The ongoing tug of war over congestion pricing in Manhattan continues. A new lawsuit spearheaded by NJ Governor Phil Murphy accuses the Federal Highway Administration of violating the National Environmental Policy Act (NEPA) and the Administrative Procedure Act (APA), namely by declaring that the pricing plan will have “no significant impact on the human or natural environment.” The MTA scoffed at the suit.

| 01 Aug 2023 | 04:39

New Jersey has continued its assault on congestion pricing’s approval, filing a lawsuit in federal district court against the U.S. Department of Transportation and the Federal Highway Administration for allegedly violating environmental laws.

Specifically, the complaint expressed frustration that an environmental FONSI (Finding Of No Significant Impact) was granted by the FHWA. The suit alleges that the agency turned a “blind eye” to some obvious knock-on environmental harms before approval, and even conjectures that “this federal agency seems to have worked backwards to achieve a predetermined outcome.”

“We can’t fix a broken MTA on the back of New Jersey commuters,” NJ Governor Phil Murphy told Bloomberg News. “It’s a huge tax on them, and frankly, it challenges our environment because of all the re-routing of traffic that will take place,” he added.
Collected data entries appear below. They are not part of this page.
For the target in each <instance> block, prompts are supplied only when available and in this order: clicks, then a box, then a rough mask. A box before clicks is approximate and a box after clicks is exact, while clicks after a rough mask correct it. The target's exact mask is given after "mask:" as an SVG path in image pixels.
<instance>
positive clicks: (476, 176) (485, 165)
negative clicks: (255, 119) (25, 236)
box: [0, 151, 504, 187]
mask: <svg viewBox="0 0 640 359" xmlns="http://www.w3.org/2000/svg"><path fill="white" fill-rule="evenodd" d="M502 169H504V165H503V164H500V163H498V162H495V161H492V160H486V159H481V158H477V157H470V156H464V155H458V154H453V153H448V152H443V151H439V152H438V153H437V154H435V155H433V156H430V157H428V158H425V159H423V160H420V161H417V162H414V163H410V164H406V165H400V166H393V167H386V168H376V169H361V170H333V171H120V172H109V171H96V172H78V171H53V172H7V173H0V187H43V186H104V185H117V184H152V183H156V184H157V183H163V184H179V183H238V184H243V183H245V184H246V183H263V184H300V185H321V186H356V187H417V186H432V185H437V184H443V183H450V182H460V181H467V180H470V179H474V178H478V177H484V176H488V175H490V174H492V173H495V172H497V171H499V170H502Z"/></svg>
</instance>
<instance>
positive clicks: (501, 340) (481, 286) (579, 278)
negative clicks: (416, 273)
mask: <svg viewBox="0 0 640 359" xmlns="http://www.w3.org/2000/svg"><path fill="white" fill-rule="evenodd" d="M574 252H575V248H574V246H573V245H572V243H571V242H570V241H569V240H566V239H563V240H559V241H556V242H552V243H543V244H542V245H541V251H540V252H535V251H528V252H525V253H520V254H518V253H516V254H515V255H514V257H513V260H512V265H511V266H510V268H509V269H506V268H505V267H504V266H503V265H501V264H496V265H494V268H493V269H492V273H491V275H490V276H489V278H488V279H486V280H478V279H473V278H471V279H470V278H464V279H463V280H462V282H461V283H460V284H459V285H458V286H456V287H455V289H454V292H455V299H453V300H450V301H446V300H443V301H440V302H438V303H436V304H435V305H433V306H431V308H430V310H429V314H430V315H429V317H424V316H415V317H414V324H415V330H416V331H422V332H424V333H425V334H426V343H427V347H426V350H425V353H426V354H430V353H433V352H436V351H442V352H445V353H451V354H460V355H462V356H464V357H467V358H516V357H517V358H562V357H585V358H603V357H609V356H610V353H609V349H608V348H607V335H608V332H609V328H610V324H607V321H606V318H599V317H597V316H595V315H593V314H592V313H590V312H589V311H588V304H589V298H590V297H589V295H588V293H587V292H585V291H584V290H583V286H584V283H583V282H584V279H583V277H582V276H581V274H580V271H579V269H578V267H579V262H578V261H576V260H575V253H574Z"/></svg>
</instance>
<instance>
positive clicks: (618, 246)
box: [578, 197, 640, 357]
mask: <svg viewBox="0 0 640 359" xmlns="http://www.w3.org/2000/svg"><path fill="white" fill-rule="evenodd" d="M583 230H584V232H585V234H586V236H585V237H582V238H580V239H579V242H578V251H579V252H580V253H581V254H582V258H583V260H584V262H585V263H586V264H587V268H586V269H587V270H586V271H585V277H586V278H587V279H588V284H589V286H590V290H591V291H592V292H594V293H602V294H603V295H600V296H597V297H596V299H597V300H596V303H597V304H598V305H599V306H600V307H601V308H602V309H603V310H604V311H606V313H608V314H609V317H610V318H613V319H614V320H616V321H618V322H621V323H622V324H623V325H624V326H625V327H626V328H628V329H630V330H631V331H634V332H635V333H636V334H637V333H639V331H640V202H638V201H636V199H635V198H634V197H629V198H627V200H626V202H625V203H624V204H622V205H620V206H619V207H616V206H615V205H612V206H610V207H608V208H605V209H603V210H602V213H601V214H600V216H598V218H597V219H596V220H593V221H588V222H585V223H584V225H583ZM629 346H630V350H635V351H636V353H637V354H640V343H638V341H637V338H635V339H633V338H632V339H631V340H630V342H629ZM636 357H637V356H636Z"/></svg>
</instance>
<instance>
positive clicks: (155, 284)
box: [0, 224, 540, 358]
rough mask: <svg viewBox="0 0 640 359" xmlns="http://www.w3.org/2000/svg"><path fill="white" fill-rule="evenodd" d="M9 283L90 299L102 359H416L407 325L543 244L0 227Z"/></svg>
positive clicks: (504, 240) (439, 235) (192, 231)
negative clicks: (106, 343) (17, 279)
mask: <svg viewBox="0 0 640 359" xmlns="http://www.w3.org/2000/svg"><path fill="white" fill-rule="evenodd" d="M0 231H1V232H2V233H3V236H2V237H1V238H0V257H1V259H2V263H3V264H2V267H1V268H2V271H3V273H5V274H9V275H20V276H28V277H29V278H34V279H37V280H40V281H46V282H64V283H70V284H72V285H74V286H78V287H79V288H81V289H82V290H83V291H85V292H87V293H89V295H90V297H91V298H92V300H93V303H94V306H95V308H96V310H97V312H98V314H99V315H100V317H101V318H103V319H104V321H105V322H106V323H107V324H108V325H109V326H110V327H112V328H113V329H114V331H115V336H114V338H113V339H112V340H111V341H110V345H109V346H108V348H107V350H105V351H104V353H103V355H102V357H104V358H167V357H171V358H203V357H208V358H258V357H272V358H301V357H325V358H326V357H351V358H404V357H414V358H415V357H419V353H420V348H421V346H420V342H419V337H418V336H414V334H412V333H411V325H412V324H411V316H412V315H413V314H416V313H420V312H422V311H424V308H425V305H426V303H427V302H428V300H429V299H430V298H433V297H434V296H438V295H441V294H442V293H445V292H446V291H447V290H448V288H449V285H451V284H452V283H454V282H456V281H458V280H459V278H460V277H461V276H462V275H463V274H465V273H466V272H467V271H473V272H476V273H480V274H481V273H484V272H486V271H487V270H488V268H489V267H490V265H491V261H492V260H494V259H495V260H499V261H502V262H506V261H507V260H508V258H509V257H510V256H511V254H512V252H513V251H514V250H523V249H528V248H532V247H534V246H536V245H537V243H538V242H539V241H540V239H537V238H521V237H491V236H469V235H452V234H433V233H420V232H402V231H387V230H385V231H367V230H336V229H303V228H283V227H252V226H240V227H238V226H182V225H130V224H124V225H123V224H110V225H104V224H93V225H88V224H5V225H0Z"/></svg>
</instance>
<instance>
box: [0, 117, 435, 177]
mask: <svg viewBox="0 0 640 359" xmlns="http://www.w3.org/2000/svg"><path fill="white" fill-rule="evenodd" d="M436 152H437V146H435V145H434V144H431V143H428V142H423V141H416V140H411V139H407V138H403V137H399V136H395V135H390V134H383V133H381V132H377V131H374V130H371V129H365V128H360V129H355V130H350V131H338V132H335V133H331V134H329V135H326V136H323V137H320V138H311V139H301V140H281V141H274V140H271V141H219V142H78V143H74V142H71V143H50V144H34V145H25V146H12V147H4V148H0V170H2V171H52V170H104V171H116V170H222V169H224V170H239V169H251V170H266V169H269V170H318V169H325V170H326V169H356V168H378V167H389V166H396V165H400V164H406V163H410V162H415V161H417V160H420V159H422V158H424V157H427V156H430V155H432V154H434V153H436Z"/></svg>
The suit pits him against fellow Democratic Governor Kathy Hochul of NY, who is a huge fan of the pricing plan as a way to curb traffic and pollution in Manhattan.
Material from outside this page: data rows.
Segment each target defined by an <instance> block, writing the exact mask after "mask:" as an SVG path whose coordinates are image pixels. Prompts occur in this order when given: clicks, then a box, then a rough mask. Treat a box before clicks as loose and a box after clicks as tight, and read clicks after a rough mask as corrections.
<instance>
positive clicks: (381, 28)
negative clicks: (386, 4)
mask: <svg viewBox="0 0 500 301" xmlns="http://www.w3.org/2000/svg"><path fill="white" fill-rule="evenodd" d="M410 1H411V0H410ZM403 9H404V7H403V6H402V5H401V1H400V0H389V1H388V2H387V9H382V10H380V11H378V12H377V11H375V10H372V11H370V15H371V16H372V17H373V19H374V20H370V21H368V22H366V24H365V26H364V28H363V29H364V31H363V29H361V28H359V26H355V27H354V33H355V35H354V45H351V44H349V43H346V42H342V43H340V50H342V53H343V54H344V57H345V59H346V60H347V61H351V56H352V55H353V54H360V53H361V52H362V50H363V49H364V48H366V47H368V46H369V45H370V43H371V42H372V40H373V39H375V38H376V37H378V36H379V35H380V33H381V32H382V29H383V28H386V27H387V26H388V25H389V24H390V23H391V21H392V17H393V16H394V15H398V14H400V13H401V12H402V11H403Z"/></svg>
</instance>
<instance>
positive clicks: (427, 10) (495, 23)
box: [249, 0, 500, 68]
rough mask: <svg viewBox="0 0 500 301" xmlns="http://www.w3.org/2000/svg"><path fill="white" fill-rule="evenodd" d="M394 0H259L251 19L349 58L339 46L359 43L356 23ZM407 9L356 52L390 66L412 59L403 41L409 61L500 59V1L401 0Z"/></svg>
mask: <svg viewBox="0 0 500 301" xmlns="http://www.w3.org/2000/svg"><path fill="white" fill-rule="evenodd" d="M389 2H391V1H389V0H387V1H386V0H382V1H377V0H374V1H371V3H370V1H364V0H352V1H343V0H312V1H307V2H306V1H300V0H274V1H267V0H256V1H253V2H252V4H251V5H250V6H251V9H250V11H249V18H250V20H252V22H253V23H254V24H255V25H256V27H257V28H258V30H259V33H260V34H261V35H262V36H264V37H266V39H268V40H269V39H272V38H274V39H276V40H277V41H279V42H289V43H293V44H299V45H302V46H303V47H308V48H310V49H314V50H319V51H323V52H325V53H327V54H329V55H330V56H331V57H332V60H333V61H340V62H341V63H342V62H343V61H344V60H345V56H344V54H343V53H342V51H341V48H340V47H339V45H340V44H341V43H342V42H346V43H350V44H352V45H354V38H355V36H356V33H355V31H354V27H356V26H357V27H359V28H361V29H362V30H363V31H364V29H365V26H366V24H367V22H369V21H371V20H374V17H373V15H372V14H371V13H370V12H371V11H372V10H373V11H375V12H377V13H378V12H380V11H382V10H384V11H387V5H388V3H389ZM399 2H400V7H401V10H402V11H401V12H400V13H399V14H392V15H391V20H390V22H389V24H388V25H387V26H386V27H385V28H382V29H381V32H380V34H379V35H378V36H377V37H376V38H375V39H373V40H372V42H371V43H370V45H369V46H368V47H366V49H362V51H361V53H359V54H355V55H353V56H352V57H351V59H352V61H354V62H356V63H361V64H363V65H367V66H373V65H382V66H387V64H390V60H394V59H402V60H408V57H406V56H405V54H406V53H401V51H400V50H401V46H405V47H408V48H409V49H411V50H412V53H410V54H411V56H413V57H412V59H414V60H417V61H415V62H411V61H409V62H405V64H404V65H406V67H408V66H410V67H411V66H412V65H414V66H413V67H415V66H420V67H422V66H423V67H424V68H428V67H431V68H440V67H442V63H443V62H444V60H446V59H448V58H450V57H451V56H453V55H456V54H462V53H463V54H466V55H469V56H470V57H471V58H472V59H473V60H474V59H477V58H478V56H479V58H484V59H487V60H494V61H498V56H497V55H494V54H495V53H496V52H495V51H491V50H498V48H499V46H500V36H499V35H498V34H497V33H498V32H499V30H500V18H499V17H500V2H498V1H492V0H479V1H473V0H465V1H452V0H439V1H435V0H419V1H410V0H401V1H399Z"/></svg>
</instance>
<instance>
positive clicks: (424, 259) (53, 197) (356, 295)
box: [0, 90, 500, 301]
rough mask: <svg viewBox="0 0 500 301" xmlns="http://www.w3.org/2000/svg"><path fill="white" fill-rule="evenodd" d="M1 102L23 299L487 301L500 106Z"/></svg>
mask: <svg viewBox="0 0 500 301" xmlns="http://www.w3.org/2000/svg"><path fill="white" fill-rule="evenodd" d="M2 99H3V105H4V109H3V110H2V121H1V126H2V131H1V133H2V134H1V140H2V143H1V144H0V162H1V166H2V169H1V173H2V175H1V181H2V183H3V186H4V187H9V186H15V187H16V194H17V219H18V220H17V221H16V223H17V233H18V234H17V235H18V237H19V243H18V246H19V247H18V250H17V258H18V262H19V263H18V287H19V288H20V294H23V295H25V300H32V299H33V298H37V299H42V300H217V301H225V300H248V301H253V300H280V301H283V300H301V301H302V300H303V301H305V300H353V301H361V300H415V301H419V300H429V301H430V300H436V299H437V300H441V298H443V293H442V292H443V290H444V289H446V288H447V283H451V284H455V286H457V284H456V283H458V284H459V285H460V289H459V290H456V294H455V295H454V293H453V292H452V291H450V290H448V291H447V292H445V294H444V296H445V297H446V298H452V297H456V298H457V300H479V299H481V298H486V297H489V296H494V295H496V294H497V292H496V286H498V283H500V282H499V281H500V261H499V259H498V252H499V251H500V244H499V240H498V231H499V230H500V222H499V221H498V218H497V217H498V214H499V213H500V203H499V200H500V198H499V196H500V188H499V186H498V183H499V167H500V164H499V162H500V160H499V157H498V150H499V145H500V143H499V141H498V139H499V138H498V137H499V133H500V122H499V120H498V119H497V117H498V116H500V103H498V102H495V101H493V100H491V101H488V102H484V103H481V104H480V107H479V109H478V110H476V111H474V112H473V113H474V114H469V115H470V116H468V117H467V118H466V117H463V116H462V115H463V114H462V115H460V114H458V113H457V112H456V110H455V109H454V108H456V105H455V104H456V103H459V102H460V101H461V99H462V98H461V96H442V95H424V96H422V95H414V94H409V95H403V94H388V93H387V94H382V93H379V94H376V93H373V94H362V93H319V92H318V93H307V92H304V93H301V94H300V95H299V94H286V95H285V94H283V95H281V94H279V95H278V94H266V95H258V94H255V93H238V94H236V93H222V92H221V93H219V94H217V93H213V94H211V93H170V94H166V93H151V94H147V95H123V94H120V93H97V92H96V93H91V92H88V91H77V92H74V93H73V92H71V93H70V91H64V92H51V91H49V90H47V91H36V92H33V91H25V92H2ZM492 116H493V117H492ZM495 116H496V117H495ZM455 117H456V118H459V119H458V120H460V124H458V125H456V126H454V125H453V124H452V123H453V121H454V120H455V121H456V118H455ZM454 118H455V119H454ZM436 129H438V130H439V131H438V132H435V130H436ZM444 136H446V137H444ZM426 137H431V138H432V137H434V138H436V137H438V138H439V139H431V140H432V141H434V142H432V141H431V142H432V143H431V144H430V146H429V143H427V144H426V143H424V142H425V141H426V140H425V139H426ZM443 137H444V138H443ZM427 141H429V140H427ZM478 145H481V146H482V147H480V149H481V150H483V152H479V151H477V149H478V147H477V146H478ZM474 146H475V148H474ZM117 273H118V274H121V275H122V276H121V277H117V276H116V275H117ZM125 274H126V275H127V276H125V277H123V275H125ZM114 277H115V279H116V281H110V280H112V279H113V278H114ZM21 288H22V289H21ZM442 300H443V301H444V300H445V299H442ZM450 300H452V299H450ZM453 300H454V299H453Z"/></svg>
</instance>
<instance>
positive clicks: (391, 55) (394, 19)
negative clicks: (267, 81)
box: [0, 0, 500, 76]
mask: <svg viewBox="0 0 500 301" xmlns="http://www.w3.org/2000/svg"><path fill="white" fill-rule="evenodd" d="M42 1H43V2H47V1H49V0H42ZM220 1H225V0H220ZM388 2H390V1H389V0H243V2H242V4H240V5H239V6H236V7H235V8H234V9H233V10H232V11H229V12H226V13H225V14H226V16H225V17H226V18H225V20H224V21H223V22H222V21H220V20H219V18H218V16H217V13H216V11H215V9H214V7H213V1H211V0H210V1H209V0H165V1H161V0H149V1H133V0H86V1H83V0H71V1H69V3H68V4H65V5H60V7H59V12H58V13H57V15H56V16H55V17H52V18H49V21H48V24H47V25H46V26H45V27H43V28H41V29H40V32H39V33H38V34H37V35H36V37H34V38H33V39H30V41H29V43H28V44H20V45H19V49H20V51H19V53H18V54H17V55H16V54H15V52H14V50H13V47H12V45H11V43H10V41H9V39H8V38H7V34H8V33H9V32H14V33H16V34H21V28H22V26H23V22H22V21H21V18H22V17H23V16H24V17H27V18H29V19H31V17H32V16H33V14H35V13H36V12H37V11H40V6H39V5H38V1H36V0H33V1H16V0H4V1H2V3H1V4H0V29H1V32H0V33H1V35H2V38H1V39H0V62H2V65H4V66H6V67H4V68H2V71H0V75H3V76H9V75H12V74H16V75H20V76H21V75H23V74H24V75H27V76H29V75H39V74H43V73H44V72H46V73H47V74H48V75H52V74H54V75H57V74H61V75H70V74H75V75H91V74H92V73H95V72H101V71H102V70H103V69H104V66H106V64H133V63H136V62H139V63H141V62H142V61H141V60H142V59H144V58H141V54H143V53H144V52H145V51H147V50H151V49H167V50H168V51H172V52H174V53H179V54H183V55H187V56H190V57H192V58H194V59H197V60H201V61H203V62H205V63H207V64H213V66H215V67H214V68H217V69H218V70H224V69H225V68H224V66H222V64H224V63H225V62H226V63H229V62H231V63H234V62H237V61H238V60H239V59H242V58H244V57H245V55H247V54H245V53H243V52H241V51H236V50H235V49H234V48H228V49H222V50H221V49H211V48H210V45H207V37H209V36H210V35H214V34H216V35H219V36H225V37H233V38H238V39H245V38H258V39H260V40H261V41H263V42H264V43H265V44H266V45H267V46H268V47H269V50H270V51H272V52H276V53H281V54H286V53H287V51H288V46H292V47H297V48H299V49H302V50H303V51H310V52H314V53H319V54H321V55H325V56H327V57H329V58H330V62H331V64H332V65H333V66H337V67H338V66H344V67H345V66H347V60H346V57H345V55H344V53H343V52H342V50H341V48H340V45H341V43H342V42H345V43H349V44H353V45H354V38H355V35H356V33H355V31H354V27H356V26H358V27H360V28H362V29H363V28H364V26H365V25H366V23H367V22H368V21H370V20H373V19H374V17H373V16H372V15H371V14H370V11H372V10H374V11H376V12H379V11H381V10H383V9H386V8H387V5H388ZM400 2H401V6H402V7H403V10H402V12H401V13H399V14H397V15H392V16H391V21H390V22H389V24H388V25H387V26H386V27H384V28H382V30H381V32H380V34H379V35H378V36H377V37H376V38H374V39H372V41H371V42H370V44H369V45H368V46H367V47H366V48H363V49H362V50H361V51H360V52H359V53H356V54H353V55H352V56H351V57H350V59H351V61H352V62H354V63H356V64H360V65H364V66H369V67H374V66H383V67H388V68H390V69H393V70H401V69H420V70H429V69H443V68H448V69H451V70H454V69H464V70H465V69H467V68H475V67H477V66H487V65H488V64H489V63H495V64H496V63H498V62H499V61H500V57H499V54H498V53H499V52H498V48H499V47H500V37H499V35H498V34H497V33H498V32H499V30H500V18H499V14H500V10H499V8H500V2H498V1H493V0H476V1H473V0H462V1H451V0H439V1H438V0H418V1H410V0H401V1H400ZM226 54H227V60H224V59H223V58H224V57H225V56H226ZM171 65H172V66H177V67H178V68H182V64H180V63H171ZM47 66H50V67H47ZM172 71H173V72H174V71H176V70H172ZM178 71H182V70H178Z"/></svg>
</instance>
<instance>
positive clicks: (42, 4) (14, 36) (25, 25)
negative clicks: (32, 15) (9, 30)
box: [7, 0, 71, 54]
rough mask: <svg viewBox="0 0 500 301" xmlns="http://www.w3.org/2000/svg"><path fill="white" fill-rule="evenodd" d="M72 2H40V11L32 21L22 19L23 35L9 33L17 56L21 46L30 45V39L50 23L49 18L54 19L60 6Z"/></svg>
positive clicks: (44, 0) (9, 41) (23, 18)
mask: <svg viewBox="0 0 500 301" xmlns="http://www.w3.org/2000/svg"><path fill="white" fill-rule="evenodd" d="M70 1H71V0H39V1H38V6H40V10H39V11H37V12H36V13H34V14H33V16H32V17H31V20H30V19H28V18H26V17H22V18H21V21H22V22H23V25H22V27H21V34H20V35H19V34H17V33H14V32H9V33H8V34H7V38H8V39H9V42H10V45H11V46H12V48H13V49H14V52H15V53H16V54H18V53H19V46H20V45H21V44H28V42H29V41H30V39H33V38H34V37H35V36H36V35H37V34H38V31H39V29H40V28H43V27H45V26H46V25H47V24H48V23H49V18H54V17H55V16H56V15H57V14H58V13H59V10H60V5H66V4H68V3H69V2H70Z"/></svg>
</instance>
The suit claims Bergen County will experience “increased air pollutants–including increases in known carcinogens–through at least 2045.” New Jersey says it is concerned that “the FHWA determined that the probable impacts on Bergen County and its residents (and those of other areas in northern New Jersey) do not warrant commitment to enforceable mitigation measures, or even further assessment.”

While the tolls collected from congestion pricing are expected to play a role in helping balance the MTA’s budget for the next five years, commuter rail lines in NJ will not get a slice of the pie.
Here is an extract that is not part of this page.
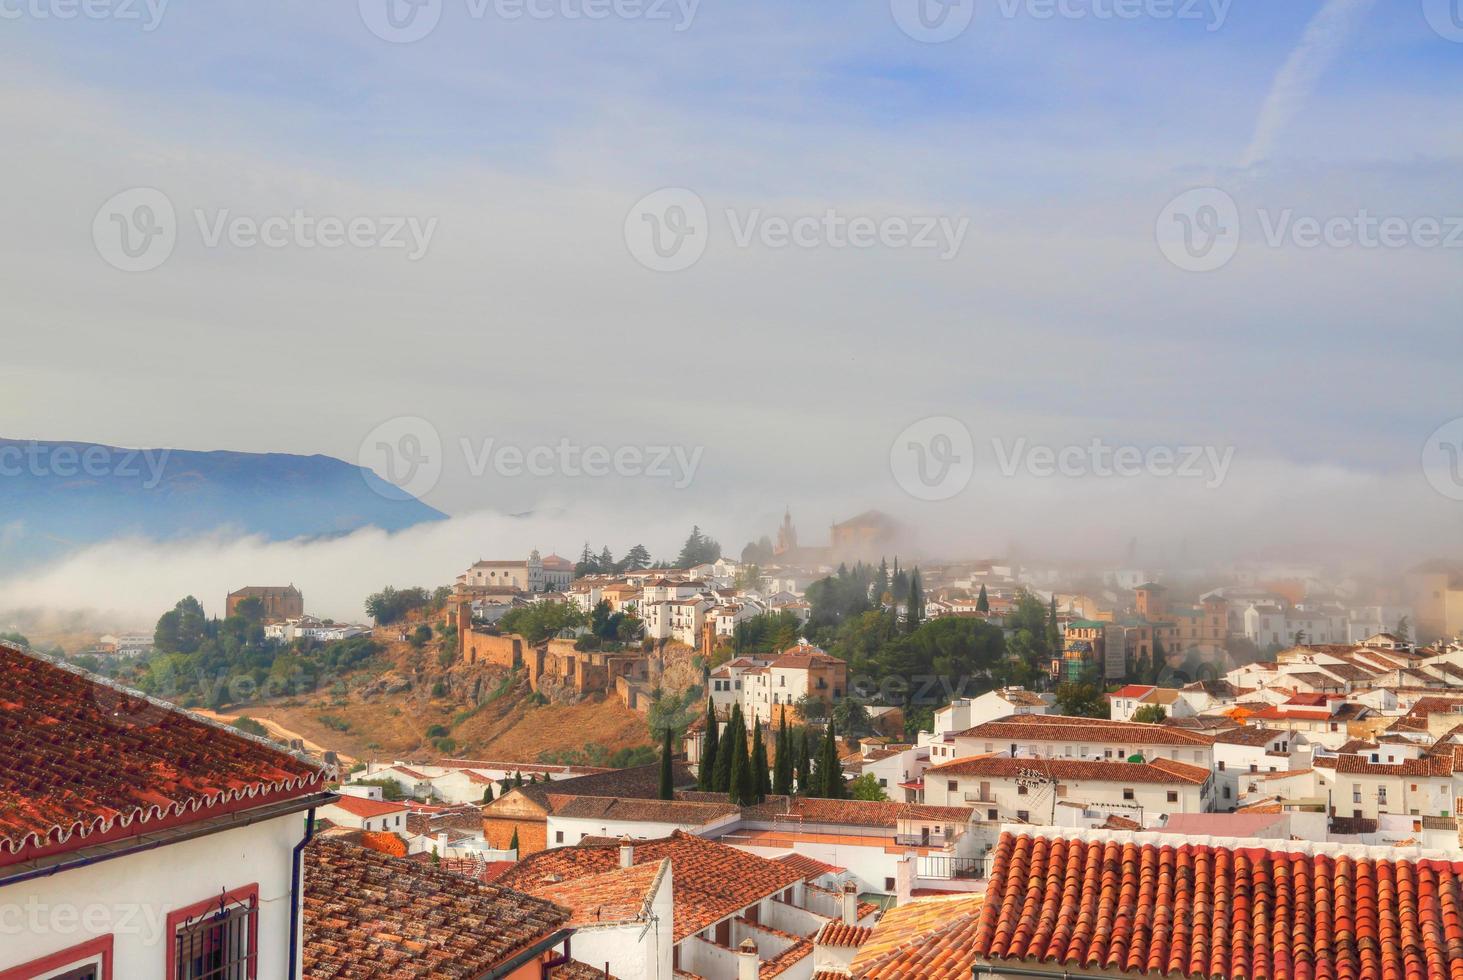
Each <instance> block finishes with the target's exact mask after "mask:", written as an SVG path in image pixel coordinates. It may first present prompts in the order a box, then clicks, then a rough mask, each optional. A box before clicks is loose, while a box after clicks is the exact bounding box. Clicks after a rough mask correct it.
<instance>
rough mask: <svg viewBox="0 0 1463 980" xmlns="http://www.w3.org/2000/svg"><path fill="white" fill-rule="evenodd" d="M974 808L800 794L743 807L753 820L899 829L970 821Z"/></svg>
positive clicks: (743, 810) (745, 813)
mask: <svg viewBox="0 0 1463 980" xmlns="http://www.w3.org/2000/svg"><path fill="white" fill-rule="evenodd" d="M971 813H973V809H971V807H969V806H925V804H922V803H892V802H881V803H876V802H872V800H815V799H808V797H797V799H793V800H789V799H787V797H775V799H770V800H768V802H767V803H762V804H761V806H749V807H745V809H743V810H742V815H743V818H746V819H749V821H764V822H765V821H772V819H777V821H778V822H787V821H789V818H791V819H793V821H794V822H796V821H800V822H802V823H832V825H844V826H884V828H890V829H894V828H898V823H900V821H954V822H960V823H966V822H969V821H970V815H971Z"/></svg>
The NJ plaintiffs express ire that the pricing plan will see “fifteen billion dollars for...the 2020 to 2024 MTA capital program...but nothing to New Jersey’s transit agencies, even though more than 400,000 New Jersey residents commute in Manhattan every day and will pay million of dollars to the MTA for the congestion pricing scheme (emphasis in suit).”

The plaintiffs also cite two executive orders by President Joe Biden, which instruct federal agencies such as the FHWA to prioritize minimizing “disparate environmental and public health impacts for certain groups of people based on their race, language, and income.”

The suit then elaborates that New Jersey communities that suffer from “disproportionally high chronic disease” will be adversely affected by the “harms to air quality and noise pollution in those areas” allegedly caused by the pricing plan, again singling out Bergen County as reportedly falling within a high percentile for “air toxins cancer risk.”

New Jersey has asked for “preliminary and permanent injunctions vacating and setting aside [the FWHA’s] FONSI and final [Environmental Assessment], and compelling the Defendants to complete a full and proper [Environmental Impact Statement]” for the congestion pricing plan. In other words, they want to redo the whole thing with what they claim will be a more honest audit on pollution effects.

The MTA’s Chief of External Relations, John J. McCarthy, responded to the filing by proclaiming that “this lawsuit is baseless.” He continued that “the 4,000-page Environmental Assessment performed by MTA, New York State DOT and [the] New York City DOT was supervised at every stage and specifically approved by the Biden Administration. We’re confident the federal approval–and the entire process—will stand up to scrutiny.”

Interestingly, a watchdog for the agency claimed that congestion pricing would reduce pollution across the entire region, including New Jersey.

The city has already begun erecting toll readers for congestion pricing, which could go live by next spring.